By Debbie Cai
AvalonBay Communities Inc.'s (>> AvalonBay Communities, Inc.) fourth-quarter income slumped 62% as the multifamily-housing real-estate investment trust recorded a decrease in real-estate asset sales and saw costs related to its acquisition of Archstone Enterprise LP, though rental revenue grew.
For the current quarter, AvalonBay said Wednesday it expects a per-share loss in a range of $1.27 to $1.31, and funds from operations, or FFO--a key profitability metric in the sector--to be a loss in a range of 62 cents to 66 cents a share. The company said its outlook includes an expected cash charge related to its Archstone Enterprise LP acquisition.
For the new year, the REIT forecasts per-share earnings of $2.28 to $2.64 and FFO of $4.11 to $4.47 a share.

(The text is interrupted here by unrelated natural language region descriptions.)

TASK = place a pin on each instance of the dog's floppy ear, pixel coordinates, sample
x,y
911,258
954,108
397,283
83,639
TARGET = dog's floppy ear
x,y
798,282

AvalonBay, one of the largest apartment operators in the U.S. and known for upscale developments, has seen its profits surge in recent quarters as a lackluster housing market has made renting attractive, driving up occupancy and rents. In the latest quarter, economic occupancy--the level of total possible revenue remaining after stripping out vacancy loss--edged up 0.3%, while the average rental rates increased 4.7%.
In November, AvalonBay and Equity Residential (>> Equity Residential) said they plan to acquire Archstone, a portfolio of apartment properties, from Lehman Brothers Holdings Inc. for around $6.5 billion in cash and stock. Equity Residential will acquire about 60% of Archstone's assets and liabilities, while AvalonBay will acquire roughly 40%.
"Our fourth quarter results capped a year of solid performance marked by our second consecutive year of double-digit FFO growth," AvalonBay Chief Executive and President Tim Naughton said."We expect apartment fundamentals to remain healthy in 2013 and in anticipation of continued growth in 2013 from our development platform, our current communities and the addition of the Archstone portfolio, our Board approved a 10.3% increase to our quarterly dividend."
The REIT has shifted its strategy, separating into three brands that include upscale units, moderately priced suburban homes and a segment geared to younger renters in urban areas. The Pacific Northwest and Northern California regions again showed the biggest jumps in rental revenue for the latest quarter.
In the latest quarter, AvalonBay reported a profit of $122.4 million, or $1.19 a share, down from $323.1 million, or $3.38 cents a share, a year earlier. FFO were up at $1.27 a share, from $1.19 a share. The latest period included Archstone acquisition-related costs of 16 cents a share.
The company in October had projected per-share earnings of $1.34 to $1.39, and FFO of $1.40 to $1.45 a share.
AvalonBay recorded a gain on the sale of real-estate assets of $51.3 million, down from $273.4 million a year earlier.
Rental revenue climbed 5% to $194.3 million, though it was short of analysts' estimates of $275 million.
Shares slid $2.3% to close at $135.64 on Wednesday and were unchanged after hours. The stock is down 7.2% over the past six months.